Deep-ultraviolet Laser Ablation Electrospray Ionization Mass Spectrometry

Remilekun O Lawal 1, Fabrizio Donnarumma 1, Kermit K Murray 1,*
PMCID: PMC6422691  NIHMSID: NIHMS1008244  PMID: 30675964

Abstract

A 193 nm wavelength deep ultraviolet laser was used for ambient laser ablation electrospray ionization mass spectrometry of biological samples. A pulsed ArF excimer laser was used to ablate solid samples and the resulting plume of desorbed material merged with charged electrospray droplets to form ions that were detected with a quadrupole time-of-flight mass spectrometer. Solutions containing peptide and protein standards up to 66 kDa molecular weight were deposited on a metal target, dried, and analyzed. No fragmentation was observed from peptides and proteins as well as from the more easily fragmented vitamin B12 molecule. The mass spectra contained peaks from multiply-charged ions that were identical to conventional electrospray. Deep UV laser ablation of tissue allowed detection of lipids from untreated tissue. The mechanism of ionization is postulated to involve absorption of laser energy by a fraction of the analyte molecules that act as a sacrificial matrix or by residual water in the sample.

1. Introduction

Ambient mass spectrometry involves the formation of ions outside the mass analyzer without sample preparation.14 Ions are formed when ions or charged droplets impinge on the sample or when a pulsed laser is used to ablate material that then interacts with charge carriers to form ions. Charge to surface ionization can be accomplished using an electrospray ion source directed at a solid sample as with the technique known as desorption electrospray ionization (DESI).5 Alternatively, ions can be formed by metastable chemical ionization as with direct analysis in real time (DART)6 when reagent ions are directed at a solid sample.
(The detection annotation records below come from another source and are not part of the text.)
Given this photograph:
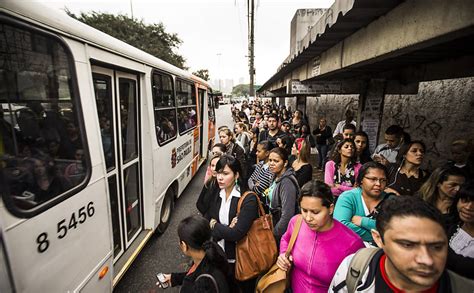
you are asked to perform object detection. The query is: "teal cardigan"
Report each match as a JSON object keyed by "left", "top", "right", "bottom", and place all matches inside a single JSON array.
[{"left": 334, "top": 187, "right": 386, "bottom": 242}]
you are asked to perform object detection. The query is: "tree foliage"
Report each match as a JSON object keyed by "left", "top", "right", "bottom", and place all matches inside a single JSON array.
[
  {"left": 66, "top": 9, "right": 188, "bottom": 69},
  {"left": 232, "top": 84, "right": 261, "bottom": 97},
  {"left": 193, "top": 69, "right": 209, "bottom": 81}
]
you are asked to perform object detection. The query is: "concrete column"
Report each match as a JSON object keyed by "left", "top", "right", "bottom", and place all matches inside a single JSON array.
[
  {"left": 296, "top": 96, "right": 306, "bottom": 115},
  {"left": 278, "top": 97, "right": 285, "bottom": 106},
  {"left": 357, "top": 79, "right": 386, "bottom": 152}
]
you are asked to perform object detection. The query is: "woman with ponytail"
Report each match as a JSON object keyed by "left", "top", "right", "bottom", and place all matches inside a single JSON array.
[
  {"left": 205, "top": 155, "right": 258, "bottom": 292},
  {"left": 158, "top": 215, "right": 233, "bottom": 293}
]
Laser ablation ambient mass spectrometry facilitates removal of sample material from small spots that are a fraction of a millimeter in diameter. The laser ablated material can be directly ionized by infrared laser79 and femtosecond laser matrix-free ionization.10 An alternative approach is laser post-ionization, a two-step process where the ablation of sample material is followed by post ionization by inductively coupled plasma,1113 chemical ionization,14,15 photoionization,16 or electrospray ionization.1720

A variety of wavelengths and pulse energies have been used for ambient laser ablation mass spectrometry. An approach called electrospray-assisted laser desorption/ionization (ELDI) uses a 337 nm pulsed nanosecond nitrogen laser combined with electrospray post-ionization and was the first laser ambient method to detect intact proteins.18 The matrix-assisted laser desorption electrospray ionization (MALDESI) technique uses a matrix of the type used in matrix-assisted laser desorption ionization (MALDI) to enhance material removal with UV laser ablation.19 Infrared lasers can be used to ablate material by absorption of vibrational energy by the sample. An early example is the use of a 10.6 µm CO2 laser to ablate biomolecules for chemical ionization.14 Mid-IR lasers can be used to excite the OH stretch of water and other compounds containing OH and NH groups. Several configurations have been used to couple nanosecond IR laser ablation with electrospray2123 which is most often referred to as laser ablation electrospray ionization (LAESI). Mid-IR lasers has been used with chemical ionization to form a technique known as infrared laser ablation metastable-induced chemical ionization (IR-LAMICI).24 These mid-IR ablation methods are efficient at ablation of many types of samples using endogenous water as the matrix.

Picosecond and femtosecond lasers have also been used for laser ablation coupled with electrospray ionization. An 800 nm 75 fs pulsed laser was used to ablate material for ionization by electrospray in laser electrospray mass spectrometry (LEMS).25 The advantage of the fs laser is that it provides efficient ablation without requiring resonant absorption. A 2.88 µm wavelength and 80 ps pulse width a high peak power infrared laser was coupled with electrospray for pulsed infrared laser ablation electrospray ionization (PIR-LAESI).26

The use of lasers with wavelengths in the deep ultraviolet region (ca. 200 nm) and beyond for biological mass spectrometry has been reported recently. For example, a Nd:YAG laser fifth harmonic at 213 nm wavelength was used with direct analysis in real time (DART) ionization for ambient mass spectrometry imaging of intact small molecules and metabolites in tissue.27 Three-dimensional imaging of intact molecules up to 500 m/z has also been demonstrated using a 47 nm soft X-ray laser for both desorption and ionization.28 A 193 nm excimer laser was used for ablation of tissue treated with heavy-metal tagged antibodies and post ionized with inductively coupled plasma mass spectrometry.29,30 These short wavelength lasers can be focused to small spot sizes for efficient ablation31 with minimal thermal damage to adjacent areas of the sample.32 The short wavelength pulses is absorbed by a broad range of compounds. Despite these advantages,31 deep UV pulsed laser ablation has been limited in application to atoms and small molecules.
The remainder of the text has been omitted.